1. The problem statement, all variables and given/known data
A real gas obeys Van der Waals‟ equation, which for one mole of gas is

(p + A/V²)(V-B) = RT

and its internal energy is given by

U = C_vT - A/V

where the molar heat capacity at constant volume, C_v , is independent of the
temperature and pressure. Show that the relation between the pressure p and
the volume V of the Van der Waals‟ gas during a reversible adiabatic
expansion can be written as

(p + A/V²)(V-B)^{[itex]\gamma[/itex]} = const.

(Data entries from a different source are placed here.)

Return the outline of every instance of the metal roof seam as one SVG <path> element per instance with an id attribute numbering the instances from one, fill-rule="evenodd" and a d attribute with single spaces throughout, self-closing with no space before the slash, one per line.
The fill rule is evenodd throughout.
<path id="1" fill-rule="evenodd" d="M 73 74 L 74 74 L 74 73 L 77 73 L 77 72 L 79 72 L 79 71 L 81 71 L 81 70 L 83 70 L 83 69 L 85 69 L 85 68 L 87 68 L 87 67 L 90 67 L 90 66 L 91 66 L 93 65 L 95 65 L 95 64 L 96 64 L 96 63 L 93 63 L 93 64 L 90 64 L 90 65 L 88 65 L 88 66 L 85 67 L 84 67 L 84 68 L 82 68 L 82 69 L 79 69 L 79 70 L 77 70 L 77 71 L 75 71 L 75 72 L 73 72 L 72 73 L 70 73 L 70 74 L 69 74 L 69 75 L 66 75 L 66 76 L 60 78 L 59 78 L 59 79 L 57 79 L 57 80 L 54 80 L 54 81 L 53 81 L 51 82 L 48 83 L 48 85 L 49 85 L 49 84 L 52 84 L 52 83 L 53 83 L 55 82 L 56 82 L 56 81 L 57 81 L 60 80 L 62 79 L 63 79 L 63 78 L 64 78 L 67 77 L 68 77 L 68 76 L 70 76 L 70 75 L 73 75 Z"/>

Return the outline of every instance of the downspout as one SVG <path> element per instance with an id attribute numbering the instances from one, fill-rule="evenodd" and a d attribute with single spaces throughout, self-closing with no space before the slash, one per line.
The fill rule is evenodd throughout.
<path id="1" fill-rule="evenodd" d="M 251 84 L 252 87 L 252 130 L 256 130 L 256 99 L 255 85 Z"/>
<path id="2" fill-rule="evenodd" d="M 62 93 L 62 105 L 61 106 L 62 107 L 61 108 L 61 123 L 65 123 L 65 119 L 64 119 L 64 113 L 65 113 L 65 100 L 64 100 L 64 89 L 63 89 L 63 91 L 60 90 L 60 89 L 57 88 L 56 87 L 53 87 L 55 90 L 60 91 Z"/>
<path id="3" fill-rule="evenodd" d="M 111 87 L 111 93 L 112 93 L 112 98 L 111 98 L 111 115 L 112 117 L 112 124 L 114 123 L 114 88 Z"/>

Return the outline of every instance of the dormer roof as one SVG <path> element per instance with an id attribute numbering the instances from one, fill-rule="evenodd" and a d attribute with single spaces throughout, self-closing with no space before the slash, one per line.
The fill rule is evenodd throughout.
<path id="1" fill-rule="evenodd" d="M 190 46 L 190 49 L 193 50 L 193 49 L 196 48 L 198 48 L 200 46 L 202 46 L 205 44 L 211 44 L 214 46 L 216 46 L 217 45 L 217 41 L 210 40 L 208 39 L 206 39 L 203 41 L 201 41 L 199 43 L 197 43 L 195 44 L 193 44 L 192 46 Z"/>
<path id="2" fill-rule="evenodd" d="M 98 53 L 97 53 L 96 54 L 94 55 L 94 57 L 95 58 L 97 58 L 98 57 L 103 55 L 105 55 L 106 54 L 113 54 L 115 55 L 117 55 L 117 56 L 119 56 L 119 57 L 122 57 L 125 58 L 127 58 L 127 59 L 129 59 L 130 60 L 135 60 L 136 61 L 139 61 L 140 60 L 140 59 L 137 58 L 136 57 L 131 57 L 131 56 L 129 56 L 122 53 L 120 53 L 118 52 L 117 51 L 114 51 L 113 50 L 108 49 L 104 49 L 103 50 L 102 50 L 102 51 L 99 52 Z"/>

and find the expression for the parameter [itex]\gamma[/itex] in terms of C_v and R .

2. Relevant equations

(p + A/V²)(V-B) = RT
U = C_vT - A/V
Q= U + W

3. The attempt at a solution

There is already a given solution and method for this equation. I worked through this much:

0 = U + W
0 = dU + PdV

dU = (dU/dT)dT - (dU/dV)dV = C_vdT + (A/V²)dV

0 = C_vdT + (P + A/V²)dV = C_vdT + RT/(V-B)
∫R/(V-B) dV = -∫C_v(dT/T)
Rln(V-B) + C_vln(T) = const.
ln(V-B)^R + ln(T)^C_V = const
ln[(V-B)^R(T)^C_V] = const.
(V-B)^R(T)^C_V = const.

I got stuck here and checked the method. My process was right, but according to it, the next line of work is:

(V-B)^R(RT)^C_V = const.

I don't understand where this mystery R comes from. I've tried rearranging the ideal gas equation, and the first given equation to no avail. Could someone please explain how I get this R in the process?

Thanks!

rude man

R is the universal molargas constant and is part of the definition of a van der walal gas, just as it is for an ideal gas.

I haven't worked this out completely, but I would:

let p₁ = p + A/v²
v₁ = v - B
then p₁v₁ = RT.
By your du = -dw and dT = (1/R)(p₁dv₁ + v₁dp₁) you can eliminate T, integrate by parts to get p₁v₁^γ = constant.

I think.